No projeto, as pesquisadoras fazem simulações digitais para avaliar todo o potencial que uma proteína tem de gerar peptídeos bioativos, verificando a capacidade total que ela tem de proporcionar bioatividades anticancerígenas, antidiabéticas e antioxidantes. “Quando comparamos a simulação com o que realmente acontece no nosso organismo, o potencial é muito maior”, comenta Juliany. “A ideia do projeto é justamente facilitar a geração desses peptídeos”.
A partir dessas simulações é que entra o processo “bruto” do projeto. Para realizar testes com o farelo de amendoim, Thais e Juliany utilizam as chamadas ‘tecnologias emergentes’, técnicas que, além de não poluírem o ambiente, não utilizam enzimas em seus procedimentos. “No nosso caso, pensamos em ultrassom, alta pressão, micro-ondas e outras tecnologias verdes que não geram efluentes. Nós tratamos o alimento antes do consumo para que depois o organismo consiga digerir aquilo de forma mais fácil”, esclarece Thais.

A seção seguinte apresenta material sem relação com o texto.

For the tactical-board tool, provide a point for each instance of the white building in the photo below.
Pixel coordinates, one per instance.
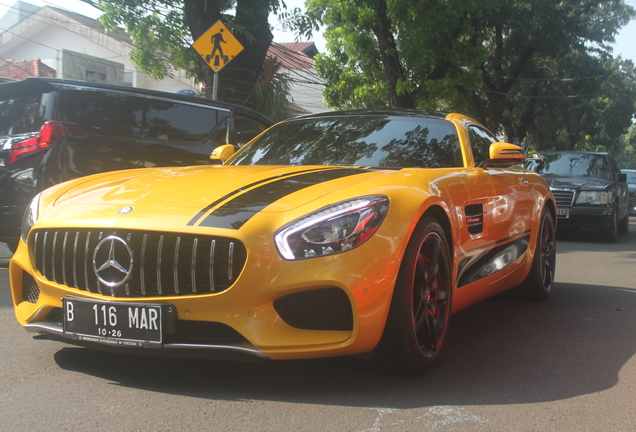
(75, 47)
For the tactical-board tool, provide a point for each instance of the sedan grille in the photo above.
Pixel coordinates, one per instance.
(563, 197)
(131, 263)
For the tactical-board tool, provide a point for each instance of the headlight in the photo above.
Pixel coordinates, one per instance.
(334, 229)
(593, 197)
(30, 216)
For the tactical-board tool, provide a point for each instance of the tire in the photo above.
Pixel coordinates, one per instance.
(539, 282)
(611, 234)
(12, 244)
(420, 310)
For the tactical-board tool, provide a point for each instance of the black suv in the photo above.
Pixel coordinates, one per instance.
(590, 190)
(55, 130)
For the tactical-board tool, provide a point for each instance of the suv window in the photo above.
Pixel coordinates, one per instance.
(174, 121)
(574, 164)
(20, 116)
(246, 129)
(365, 140)
(480, 141)
(103, 113)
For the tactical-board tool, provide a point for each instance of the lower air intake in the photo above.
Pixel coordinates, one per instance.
(30, 289)
(319, 309)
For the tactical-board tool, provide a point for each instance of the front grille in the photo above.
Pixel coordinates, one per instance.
(563, 197)
(161, 264)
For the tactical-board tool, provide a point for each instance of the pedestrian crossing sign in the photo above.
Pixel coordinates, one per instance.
(217, 46)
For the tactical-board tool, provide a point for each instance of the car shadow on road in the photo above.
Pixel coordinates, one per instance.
(499, 352)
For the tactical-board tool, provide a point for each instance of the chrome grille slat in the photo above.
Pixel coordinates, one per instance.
(230, 261)
(164, 264)
(88, 238)
(211, 264)
(75, 243)
(142, 266)
(53, 255)
(159, 251)
(43, 270)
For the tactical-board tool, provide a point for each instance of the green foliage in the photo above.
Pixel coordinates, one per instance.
(539, 71)
(159, 33)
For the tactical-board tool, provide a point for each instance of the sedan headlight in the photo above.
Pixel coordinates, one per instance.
(31, 216)
(334, 229)
(593, 197)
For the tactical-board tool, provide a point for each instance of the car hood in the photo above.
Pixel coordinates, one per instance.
(278, 189)
(587, 183)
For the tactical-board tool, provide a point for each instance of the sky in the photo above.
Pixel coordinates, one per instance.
(625, 41)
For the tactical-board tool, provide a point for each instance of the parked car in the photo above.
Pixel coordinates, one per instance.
(631, 185)
(332, 234)
(590, 190)
(55, 130)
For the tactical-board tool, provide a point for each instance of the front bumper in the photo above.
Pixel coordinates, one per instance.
(10, 222)
(276, 309)
(596, 218)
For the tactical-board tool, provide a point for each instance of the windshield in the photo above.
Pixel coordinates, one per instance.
(356, 140)
(574, 165)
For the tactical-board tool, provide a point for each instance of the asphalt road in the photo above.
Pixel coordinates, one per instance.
(564, 365)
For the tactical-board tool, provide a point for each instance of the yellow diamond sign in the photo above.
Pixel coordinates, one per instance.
(217, 46)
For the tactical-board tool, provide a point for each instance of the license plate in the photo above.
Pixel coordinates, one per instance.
(563, 213)
(113, 323)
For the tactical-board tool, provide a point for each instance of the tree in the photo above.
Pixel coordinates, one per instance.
(505, 62)
(163, 30)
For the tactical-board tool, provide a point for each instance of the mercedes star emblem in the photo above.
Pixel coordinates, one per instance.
(112, 261)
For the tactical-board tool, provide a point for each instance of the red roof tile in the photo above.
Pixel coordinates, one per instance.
(291, 55)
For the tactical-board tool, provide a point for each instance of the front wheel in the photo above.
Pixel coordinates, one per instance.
(611, 234)
(538, 284)
(420, 311)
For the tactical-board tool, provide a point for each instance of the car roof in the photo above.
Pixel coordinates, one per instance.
(401, 112)
(15, 88)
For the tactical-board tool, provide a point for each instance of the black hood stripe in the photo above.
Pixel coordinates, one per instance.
(199, 215)
(234, 213)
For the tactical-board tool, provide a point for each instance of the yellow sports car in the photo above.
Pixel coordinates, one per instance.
(331, 234)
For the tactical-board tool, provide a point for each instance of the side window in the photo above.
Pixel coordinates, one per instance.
(246, 129)
(174, 121)
(480, 140)
(103, 113)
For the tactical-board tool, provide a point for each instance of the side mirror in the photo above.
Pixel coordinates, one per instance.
(504, 154)
(222, 153)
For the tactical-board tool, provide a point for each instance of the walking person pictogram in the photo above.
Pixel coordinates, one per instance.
(217, 40)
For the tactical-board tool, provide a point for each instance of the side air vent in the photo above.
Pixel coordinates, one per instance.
(475, 218)
(319, 309)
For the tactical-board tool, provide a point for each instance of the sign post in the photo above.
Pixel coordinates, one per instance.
(217, 46)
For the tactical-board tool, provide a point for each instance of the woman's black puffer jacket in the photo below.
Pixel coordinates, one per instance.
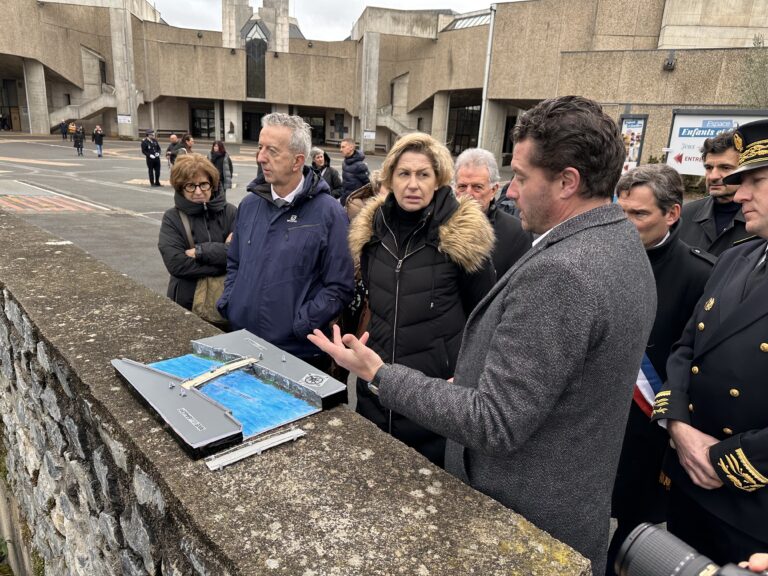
(211, 223)
(420, 294)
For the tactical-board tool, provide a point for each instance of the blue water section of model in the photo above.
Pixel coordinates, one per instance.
(258, 406)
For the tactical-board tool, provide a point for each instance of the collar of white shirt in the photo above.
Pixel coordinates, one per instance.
(288, 199)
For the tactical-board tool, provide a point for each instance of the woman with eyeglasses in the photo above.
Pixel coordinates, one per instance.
(211, 222)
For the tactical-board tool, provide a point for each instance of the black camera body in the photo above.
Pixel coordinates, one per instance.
(652, 551)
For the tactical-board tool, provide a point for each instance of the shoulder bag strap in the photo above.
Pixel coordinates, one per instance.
(187, 227)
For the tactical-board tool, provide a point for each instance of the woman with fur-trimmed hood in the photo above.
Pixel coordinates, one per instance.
(424, 256)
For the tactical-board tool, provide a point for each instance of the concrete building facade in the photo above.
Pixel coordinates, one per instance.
(463, 77)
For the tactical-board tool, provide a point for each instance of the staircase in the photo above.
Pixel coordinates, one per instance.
(103, 101)
(385, 118)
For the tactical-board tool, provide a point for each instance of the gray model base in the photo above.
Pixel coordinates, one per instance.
(202, 423)
(275, 366)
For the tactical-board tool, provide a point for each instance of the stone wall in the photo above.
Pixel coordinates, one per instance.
(104, 489)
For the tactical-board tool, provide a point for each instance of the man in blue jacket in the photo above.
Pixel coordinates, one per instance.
(289, 269)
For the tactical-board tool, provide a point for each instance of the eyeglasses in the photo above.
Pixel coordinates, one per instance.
(190, 187)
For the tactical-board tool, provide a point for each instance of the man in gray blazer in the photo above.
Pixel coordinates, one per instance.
(536, 413)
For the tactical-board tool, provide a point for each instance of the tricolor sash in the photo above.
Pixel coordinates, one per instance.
(647, 385)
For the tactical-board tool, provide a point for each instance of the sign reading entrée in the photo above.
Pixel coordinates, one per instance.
(691, 127)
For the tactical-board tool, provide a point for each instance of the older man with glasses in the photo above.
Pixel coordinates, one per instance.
(477, 175)
(289, 268)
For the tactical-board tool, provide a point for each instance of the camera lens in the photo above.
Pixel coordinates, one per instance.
(651, 551)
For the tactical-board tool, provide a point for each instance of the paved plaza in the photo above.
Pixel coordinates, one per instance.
(104, 205)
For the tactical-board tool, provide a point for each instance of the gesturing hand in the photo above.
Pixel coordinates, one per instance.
(349, 352)
(693, 452)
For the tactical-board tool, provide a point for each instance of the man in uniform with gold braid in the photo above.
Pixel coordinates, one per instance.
(715, 401)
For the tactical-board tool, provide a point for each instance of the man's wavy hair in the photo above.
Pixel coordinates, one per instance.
(572, 131)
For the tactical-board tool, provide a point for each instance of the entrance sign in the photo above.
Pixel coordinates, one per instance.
(691, 127)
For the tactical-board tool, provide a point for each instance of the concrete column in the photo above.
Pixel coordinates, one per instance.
(109, 123)
(218, 121)
(123, 65)
(37, 98)
(491, 135)
(234, 15)
(441, 108)
(275, 15)
(233, 122)
(369, 89)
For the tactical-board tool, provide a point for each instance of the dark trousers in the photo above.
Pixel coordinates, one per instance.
(638, 496)
(708, 534)
(153, 167)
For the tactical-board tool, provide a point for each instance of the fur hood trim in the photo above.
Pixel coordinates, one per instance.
(467, 236)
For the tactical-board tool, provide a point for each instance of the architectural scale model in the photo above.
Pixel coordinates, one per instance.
(235, 386)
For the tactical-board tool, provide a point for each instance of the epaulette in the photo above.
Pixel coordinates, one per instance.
(706, 256)
(747, 239)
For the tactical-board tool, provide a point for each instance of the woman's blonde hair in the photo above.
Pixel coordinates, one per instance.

Pequenas moléculas, grandes vantagens
Os benefícios dos peptídeos bioativos do amendoim são diversos. A partir das simulações, foram identificadas, por exemplo, atividades antidiabéticas. “É um peptídeo que inibe uma enzima que faz parte do desenvolvimento da diabete. Ao longo da vida, se o indivíduo consome muito doce e sofre de muita variação do índice glicêmico, há uma enzima que participa desse processo e que estimula a resistência à insulina. Se você inibir essa enzima, você não tem resistência à insulina, logo, não desenvolverá diabetes”, explica Thais.
Seguindo o mesmo funcionamento, as pesquisadoras observaram outro peptídeo que oferece ações hipertensivas, análogas a medicamentos tomados por pessoas com pressão alta. “A vantagem do amendoim é que, como é um alimento e não um remédio, ele não acarreta efeitos colaterais”, informa Juliany.
Além de tudo, a leguminosa é capaz de gerar efeitos antioxidantes no corpo humano. A partir daí, Thaís afirma que várias doenças podem ser prevenidas. “O processo oxidativo acontece naturalmente com todos. Até mesmo o envelhecimento é causado por ele. Toda doença, por exemplo, é um processo oxidativo, descontrolado”. Câncer, diabetes, doenças cardiovasculares, dentre outros males são estimulados por esse processo. “Então, se você tem um mecanismo que inibe o processo oxidativo, você diminui o risco de desenvolvimento dessas doenças”, complementa.
Cardápio do futuro
A pesquisa ainda está em fase laboratorial e de simulações, mas, de grão em grão, as cientistas têm pretensões de expandi-la. Em uma sociedade em que a dieta plant based – muito difundida entre vegetarianos estritos e veganos – está na moda, as possibilidades de aplicações da farinha do amendoim são infinitas. “O uso mais direto é para a panificação: pães, biscoitos, bolos, por exemplo, feitos com farinha de amendoim. É um estudo além, que considera o processamento do alimento e todos os pormenores. Será alvo de outra pesquisa”, contam.
O desejo de Thais e Juliany é levar a discussão também para a esfera educativa, mais precisamente para a educação alimentar do público infantil. “Um biscoito que tem características preventivas, ao ser distribuído para crianças, faz parte de uma política de saúde pública”, esclarece a orientanda. “Assim, no futuro, teremos menos pessoas diabéticas, hipertensas e com problemas cardiovasculares. Além disso, estimularemos hábitos saudáveis”, avaliam.
*Estagiária de Jornalismo na COM/UEL.